The Holy Spirit and the Seven Deadly Sins . Folio from Walters manuscript W.171 (15th century)

The tradition of seven deadly sins as we know it today originated with the desert fathers, specifically Evagrius Ponticus. Evagrius identified seven or eight evil thoughts or spirits that one needed to overcome.[2] Evagrius' pupil John Cassian brought that tradition to Europe with his book The Institutes.[3] The idea of seven basic vices or sins was fundamental to Catholic confessional practices as evidence in penitential manuals as well as sermons like "The Parson's Tale" from Chaucer's Canterbury Tales. This connection is also clear in how Dante's Purgatory is arranged according to the seven deadly sins. The concept of seven deadly sins was used throughout the medieval Christian world to teach young people how to avoid evil and embrace the good as is evident in treatises, paintings, sculpture decorations on churches.[1] Works like Peter Brueghel the Elder's prints of the Seven Deadly Sins as well as Edmund Spencer's The Faerie Queene show the continuity of this tradition into the modern era.

History[edit]

Biblical Antecedents[edit]

The seven deadly sins in their current form are not found in the Bible, however there are biblical antecedents. One such antecedent is found in the Book of Proverbs 6:16-19. Among the verses traditionally associated with King Solomon, it states that the Lord specifically regards "six things the Lord hateth, and seven that are an abomination unto Him", namely:[4]
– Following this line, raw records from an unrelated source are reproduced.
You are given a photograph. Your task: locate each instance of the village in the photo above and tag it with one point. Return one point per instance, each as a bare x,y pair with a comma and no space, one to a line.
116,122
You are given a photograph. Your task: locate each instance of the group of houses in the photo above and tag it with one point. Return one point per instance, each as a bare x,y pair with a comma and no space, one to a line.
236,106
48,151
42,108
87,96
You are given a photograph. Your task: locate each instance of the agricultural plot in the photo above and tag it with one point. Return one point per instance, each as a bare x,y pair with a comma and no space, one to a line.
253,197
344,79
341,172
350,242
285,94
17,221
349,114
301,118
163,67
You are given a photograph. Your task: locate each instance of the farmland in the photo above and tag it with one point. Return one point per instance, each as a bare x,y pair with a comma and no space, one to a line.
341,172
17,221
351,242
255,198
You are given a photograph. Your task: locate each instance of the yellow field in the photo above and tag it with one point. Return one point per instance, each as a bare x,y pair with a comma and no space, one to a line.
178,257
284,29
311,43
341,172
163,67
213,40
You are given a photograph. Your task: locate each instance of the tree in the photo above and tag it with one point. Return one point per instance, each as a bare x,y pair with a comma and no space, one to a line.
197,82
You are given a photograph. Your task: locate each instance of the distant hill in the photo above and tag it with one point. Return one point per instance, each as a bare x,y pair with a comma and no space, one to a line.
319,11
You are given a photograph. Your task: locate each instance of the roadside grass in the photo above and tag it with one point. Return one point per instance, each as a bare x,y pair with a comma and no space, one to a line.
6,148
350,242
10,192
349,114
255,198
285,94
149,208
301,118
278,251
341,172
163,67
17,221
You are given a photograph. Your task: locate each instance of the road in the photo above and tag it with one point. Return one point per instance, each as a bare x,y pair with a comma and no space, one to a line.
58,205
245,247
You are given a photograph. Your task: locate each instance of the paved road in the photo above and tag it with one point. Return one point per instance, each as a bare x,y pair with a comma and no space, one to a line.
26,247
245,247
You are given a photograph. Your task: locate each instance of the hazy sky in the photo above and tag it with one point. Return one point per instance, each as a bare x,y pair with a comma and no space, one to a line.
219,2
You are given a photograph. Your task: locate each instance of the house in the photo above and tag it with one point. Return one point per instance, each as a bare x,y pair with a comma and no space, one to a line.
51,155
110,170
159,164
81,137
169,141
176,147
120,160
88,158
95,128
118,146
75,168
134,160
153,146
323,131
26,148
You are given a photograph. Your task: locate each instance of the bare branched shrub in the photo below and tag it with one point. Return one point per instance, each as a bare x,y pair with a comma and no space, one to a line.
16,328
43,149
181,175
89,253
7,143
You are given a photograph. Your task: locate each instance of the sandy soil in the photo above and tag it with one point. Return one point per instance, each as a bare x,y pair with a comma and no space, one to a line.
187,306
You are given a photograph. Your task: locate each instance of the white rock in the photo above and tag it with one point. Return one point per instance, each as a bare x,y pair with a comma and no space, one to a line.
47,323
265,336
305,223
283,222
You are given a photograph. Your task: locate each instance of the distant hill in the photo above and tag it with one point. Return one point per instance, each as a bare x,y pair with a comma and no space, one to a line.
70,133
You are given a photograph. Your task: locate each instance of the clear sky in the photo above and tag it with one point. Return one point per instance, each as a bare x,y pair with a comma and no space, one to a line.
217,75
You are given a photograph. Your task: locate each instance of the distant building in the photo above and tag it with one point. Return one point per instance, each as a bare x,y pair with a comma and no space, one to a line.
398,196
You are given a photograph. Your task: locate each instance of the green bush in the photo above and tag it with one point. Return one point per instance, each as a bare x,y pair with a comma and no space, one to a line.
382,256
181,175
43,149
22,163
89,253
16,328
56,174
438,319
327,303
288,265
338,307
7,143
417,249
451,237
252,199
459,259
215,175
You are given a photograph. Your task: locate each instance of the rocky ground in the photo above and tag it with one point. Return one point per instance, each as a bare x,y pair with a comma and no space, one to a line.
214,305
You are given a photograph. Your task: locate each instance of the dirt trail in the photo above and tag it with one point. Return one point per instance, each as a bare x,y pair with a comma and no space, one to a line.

  1. A haught disdainfull look
  2. A lying tongue
  3. Hands that shed innocent blood
  4. A heart that devises wicked plots
  5. Feet that are swift to run into mischief
  6. A deceitful witness that uttereth lies
  7. Him that soweth discord among brethren[5]

Another list,[6] given this time by the Epistle to the Galatians (Galatians 5:19-21), includes more of the traditional seven sins, although the list is substantially longer: adultery, fornication, uncleanness, lasciviousness, idolatry, sorcery, hatred, variance, emulations, wrath, strife, seditions, heresies, envyings, murders, drunkenness, revellings, "and such like".[7] Since the apostle Paul goes on to say that the persons who practice these sins "shall not inherit the Kingdom of God", they are usually listed as (possible) mortal sins rather than capital vices.[8]

Greco-Roman Antecedents[edit]

While the seven deadly sins as we know them did not originate with the Greeks or Romans, there were ancient precedents for them. Aristotle's Nichomachean Ethics lists several positive, healthy human qualities, excellences, or virtues. Aristotle argues that for each positive quality there are two negative vices that are found on each extreme of the virtue. Courage, for example, is the human excellence or virtue in facing fear and risk. Excessive courage makes one rash, while a deficiency of courage makes one cowardly. This principle of virtue found in the middle or "mean" between excess and deficiency is Aristotle's notion of the golden mean. Aristotle lists virtues like courage, temperance or self-control, generosity, "greatness of soul," proper response to anger, friendliness, and wit or charm.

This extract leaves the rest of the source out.